Quelque 300 photos de différents formats sont accrochées aux murs d'Espace virtuel. Le visiteur est invité à prendre une lampe de poche pour les découvrir. L'exercice le pousse à les regarder l'une après l'autre, sans en oublier une seule.

Expérience sensorielle dans la noirceur

S'arrêter un instant. Observer des oeuvres, puis se les approprier, en quelque sorte, en les liant à ses propres souvenirs, son propre vécu. Laurie-Ann Dufour-Guérin, finissante à la maîtrise en art de l'Université du Québec à Chicoutimi, invite à l'évasion par son exposition Intempérique, présentée à Espace virtuel du Cégep de Chicoutimi. Avec ses trois oeuvres installatives référant à la mémoire et à la rêverie, elle crée un lieu d'expérience et de sensations.
L'exposition solo Intempérique qui devait prendre fin le 21 janvier sera prolongée jusqu'au 28, peut-être même au-delà. L'intérêt qu'elle suscite n'est certainement pas étranger à cette décision.
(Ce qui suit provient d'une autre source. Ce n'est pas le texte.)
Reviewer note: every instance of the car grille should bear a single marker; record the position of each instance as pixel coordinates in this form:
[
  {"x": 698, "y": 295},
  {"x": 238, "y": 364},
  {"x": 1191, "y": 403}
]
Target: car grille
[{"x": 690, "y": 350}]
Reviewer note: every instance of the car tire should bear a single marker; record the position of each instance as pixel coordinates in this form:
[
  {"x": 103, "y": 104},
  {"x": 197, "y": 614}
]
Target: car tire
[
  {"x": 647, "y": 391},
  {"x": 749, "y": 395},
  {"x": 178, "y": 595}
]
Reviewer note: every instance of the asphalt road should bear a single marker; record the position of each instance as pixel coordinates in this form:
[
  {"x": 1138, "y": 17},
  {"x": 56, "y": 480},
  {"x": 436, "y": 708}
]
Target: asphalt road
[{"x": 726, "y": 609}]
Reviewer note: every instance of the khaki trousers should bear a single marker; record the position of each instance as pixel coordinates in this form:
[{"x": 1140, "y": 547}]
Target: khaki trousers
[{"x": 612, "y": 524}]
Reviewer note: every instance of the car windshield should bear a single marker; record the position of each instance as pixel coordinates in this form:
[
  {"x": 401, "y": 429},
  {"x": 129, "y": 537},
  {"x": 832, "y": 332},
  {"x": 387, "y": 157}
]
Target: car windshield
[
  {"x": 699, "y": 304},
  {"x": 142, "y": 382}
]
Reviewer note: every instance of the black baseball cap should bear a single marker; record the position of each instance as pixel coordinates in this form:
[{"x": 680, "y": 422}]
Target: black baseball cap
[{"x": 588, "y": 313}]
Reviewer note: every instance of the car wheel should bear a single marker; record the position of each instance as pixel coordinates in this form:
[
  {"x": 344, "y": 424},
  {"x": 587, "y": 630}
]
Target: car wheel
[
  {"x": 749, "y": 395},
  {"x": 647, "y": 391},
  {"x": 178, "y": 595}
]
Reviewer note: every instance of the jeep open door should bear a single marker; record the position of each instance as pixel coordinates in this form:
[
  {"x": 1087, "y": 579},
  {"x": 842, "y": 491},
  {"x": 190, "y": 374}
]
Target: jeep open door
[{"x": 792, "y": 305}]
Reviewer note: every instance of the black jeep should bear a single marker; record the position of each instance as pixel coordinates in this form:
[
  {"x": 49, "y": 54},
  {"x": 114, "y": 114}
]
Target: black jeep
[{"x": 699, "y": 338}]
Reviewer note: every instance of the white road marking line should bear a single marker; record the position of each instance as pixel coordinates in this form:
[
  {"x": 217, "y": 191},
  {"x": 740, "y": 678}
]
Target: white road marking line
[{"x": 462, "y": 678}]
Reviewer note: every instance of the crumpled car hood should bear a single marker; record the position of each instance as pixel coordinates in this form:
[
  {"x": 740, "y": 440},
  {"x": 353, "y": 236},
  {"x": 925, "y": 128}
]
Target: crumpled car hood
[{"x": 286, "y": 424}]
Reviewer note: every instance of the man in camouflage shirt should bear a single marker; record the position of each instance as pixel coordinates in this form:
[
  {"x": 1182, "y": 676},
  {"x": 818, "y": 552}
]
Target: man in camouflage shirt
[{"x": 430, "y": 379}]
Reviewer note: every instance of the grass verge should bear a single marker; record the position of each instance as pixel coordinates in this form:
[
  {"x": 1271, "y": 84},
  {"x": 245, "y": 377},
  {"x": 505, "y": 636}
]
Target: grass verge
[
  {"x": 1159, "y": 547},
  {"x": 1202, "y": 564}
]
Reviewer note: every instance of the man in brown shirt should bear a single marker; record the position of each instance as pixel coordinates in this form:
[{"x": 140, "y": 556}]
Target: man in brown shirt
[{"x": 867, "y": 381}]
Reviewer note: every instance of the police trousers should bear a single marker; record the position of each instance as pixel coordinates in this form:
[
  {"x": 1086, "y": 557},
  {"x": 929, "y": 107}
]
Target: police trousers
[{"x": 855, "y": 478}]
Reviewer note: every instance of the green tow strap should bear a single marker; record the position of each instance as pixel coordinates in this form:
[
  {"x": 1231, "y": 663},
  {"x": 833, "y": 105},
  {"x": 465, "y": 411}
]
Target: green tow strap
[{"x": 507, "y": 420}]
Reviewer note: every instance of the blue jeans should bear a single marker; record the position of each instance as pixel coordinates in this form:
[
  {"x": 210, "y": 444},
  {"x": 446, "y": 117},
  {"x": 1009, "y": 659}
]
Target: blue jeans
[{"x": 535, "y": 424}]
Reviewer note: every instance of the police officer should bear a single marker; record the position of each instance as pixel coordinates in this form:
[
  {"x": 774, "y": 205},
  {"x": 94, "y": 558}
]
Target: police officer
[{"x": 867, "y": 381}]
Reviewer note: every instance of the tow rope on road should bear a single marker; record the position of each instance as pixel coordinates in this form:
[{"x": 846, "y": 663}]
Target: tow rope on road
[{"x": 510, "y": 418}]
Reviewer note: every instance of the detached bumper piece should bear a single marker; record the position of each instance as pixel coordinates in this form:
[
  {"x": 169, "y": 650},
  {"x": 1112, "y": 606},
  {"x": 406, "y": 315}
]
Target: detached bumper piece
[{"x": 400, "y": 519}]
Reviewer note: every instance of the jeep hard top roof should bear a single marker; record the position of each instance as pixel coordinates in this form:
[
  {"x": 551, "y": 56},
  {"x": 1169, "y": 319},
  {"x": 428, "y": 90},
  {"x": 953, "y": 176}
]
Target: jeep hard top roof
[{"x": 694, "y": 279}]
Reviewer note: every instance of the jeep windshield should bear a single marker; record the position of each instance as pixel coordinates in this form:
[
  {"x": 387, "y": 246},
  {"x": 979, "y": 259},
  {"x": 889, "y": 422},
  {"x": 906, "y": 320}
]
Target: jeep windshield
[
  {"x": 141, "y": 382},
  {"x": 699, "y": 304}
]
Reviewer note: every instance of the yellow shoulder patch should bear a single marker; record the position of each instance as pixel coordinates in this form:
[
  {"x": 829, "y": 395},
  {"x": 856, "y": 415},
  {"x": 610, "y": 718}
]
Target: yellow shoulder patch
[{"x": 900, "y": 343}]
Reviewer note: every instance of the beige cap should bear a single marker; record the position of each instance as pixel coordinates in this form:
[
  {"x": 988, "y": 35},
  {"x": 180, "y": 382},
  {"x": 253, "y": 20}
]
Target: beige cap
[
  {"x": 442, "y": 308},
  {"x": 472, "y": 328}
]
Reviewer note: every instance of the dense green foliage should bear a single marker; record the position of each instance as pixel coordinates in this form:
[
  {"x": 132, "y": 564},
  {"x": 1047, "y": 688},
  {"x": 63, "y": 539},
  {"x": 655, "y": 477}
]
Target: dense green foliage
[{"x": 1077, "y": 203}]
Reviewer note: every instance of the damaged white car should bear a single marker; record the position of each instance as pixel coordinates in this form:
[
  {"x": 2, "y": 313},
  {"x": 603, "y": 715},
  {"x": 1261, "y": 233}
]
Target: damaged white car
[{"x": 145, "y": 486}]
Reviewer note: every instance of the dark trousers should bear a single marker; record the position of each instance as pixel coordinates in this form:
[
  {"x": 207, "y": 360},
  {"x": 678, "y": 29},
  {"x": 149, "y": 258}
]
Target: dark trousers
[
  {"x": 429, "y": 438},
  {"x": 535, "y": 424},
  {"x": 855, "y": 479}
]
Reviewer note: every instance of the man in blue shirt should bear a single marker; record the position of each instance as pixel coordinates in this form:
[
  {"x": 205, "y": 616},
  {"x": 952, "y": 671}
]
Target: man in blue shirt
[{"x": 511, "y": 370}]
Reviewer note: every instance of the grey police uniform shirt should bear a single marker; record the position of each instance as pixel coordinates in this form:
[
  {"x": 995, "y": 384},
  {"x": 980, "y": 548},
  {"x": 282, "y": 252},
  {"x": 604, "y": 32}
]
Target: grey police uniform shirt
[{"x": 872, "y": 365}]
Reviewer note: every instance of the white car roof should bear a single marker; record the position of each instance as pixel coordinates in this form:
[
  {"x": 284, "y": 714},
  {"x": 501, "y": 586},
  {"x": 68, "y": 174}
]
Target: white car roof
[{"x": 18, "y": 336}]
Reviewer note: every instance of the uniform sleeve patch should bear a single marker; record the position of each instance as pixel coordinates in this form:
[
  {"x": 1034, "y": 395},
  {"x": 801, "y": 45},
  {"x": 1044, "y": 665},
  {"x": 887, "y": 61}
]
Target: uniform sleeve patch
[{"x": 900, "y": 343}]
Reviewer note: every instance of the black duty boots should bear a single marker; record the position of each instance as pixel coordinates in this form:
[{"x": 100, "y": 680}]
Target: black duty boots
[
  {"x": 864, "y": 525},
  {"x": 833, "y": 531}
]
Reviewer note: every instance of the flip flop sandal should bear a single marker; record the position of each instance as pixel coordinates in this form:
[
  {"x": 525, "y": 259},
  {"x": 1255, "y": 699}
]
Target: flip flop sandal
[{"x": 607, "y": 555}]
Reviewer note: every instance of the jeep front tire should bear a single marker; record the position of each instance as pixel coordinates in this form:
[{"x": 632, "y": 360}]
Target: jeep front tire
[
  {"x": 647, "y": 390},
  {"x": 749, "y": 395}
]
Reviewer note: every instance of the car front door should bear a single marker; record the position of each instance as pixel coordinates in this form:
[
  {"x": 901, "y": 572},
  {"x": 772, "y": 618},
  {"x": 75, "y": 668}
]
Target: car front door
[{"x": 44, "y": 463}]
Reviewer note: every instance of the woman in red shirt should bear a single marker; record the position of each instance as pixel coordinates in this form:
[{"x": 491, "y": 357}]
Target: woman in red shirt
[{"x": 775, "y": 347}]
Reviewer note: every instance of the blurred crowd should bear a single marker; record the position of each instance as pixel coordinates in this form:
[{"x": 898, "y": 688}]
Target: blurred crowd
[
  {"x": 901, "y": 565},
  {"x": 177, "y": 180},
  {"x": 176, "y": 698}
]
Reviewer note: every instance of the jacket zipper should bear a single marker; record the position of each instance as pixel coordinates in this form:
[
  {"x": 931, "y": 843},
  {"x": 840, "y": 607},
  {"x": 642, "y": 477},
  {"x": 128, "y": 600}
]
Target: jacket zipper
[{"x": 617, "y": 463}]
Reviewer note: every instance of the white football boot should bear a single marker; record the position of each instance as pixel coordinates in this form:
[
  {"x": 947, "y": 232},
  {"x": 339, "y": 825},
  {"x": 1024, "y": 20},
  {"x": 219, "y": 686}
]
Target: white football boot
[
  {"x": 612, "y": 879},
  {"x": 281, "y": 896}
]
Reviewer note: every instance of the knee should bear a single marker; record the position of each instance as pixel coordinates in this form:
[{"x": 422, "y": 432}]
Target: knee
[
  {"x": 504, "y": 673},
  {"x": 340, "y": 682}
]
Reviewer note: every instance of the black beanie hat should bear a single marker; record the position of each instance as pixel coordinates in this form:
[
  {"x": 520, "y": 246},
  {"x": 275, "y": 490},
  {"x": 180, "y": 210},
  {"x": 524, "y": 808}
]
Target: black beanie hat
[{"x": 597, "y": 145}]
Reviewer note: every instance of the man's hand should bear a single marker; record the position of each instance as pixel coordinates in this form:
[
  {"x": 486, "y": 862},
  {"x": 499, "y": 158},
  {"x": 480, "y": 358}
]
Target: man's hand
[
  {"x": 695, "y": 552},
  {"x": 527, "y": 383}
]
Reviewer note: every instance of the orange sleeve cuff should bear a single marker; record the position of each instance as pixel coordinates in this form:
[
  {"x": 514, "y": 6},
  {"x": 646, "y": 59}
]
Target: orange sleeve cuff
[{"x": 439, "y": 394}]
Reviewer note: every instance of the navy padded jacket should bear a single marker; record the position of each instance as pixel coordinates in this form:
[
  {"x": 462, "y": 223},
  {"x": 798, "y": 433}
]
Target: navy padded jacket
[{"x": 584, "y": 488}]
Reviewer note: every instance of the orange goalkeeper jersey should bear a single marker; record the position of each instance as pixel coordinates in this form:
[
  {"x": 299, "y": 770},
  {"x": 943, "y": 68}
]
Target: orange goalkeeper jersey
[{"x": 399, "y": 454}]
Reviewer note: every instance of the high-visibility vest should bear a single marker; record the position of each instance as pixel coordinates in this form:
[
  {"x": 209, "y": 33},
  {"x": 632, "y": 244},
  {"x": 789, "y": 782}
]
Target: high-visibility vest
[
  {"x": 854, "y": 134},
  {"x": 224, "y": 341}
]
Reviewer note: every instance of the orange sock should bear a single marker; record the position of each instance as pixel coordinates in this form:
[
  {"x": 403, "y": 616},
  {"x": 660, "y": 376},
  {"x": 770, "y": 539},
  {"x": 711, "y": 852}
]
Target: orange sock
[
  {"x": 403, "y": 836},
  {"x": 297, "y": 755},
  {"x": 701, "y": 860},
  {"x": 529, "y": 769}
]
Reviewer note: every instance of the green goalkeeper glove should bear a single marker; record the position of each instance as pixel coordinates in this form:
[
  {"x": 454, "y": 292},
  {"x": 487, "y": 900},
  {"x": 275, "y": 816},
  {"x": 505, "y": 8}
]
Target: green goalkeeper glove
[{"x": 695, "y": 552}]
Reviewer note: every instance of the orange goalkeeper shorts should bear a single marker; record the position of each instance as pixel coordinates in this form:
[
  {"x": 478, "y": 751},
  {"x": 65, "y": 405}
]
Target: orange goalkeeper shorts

La proposition est séduisante. En entrant dans la salle principale d'exposition plongée dans le noir, le visiteur comprend qu'il ne se contentera pas d'être un témoin, mais qu'il vivra quelque chose grâce à l'installation immersive.
La première partie de l'exposition intitulée Wallpaper Memories est inspirée par le mouvement «wreck this journal» et l'exercice littéraire «writing prompts».
Quelque 300 photos de différents formats sont accrochées aux murs à l'aide de punaises.
Le visiteur est invité à prendre une lampe de poche pour les découvrir. L'exercice le pousse à les regarder l'une après l'autre, sans en oublier une seule, au lieu de balayer du regard un ensemble. Il découvre des paysages, des objets, des lieux, des souvenirs. La noirceur pique la curiosité, crée un effet de proximité, d'intimité.
Sur une table, des feuilles, des post-its, des crayons et même une vieille dactylo sont mis à la disposition du public afin qu'il écrive un petit mot, une impression, un souvenir, une histoire ou une pensée. Celui-ci est invité à placer son intervention directement sur le mur, près de la photo qui en a inspiré le contenu.
L'exercice est concluant. Déjà, des dizaines de notes ont été fixées aux murs.
On retrouve de tout. Des extraits de St-Exupéry, des phrases telles que «C'est beau d'être unique» et des références à des voyages, des dates, des souvenirs.
À la suite de l'exposition, le résultat de certaines interventions sera publié dans un recueil d'artistes.
Intempérique IV- Basse pression
La seconde partie de l'exposition tranche avec la première. En fait, chacune des trois propositions, liées entre elles par la noirceur dans laquelle elles plongent le visiteur, transporte dans un univers différent.
Au centre de l'espace, une tornade s'élève du sol jusqu'au plafond. Le visiteur contemple la masse formée de zones sombres et d'éclats lumineux. Le son du vent et de la pluie remplit l'espace sonore de l'endroit. Pour l'artiste, le phénomène météorologique peut être interprété comme le reflet d'un état d'âme.
Dans la dernière partie de l'exposition, intitulée Synapsem Transmittit, l'artiste a transposé dans une installation des distractions sonores vécues par une personne TDA durant 30 minutes dans un endroit public. Celle qui a un trouble du déficit de l'attention a imaginé le projet un jour où elle avait oublié sa médication et qu'elle se trouvait en classe.
Elle a conçu une installation composée de 60 sphères de cire qui s'allument et s'éteignent les unes après les autres, parfois presque simultanément.
Quelques secondes suffisent pour poser un constat: impossible de poser le regard sur un élément en particulier. L'attention est suscitée dans tous les sens.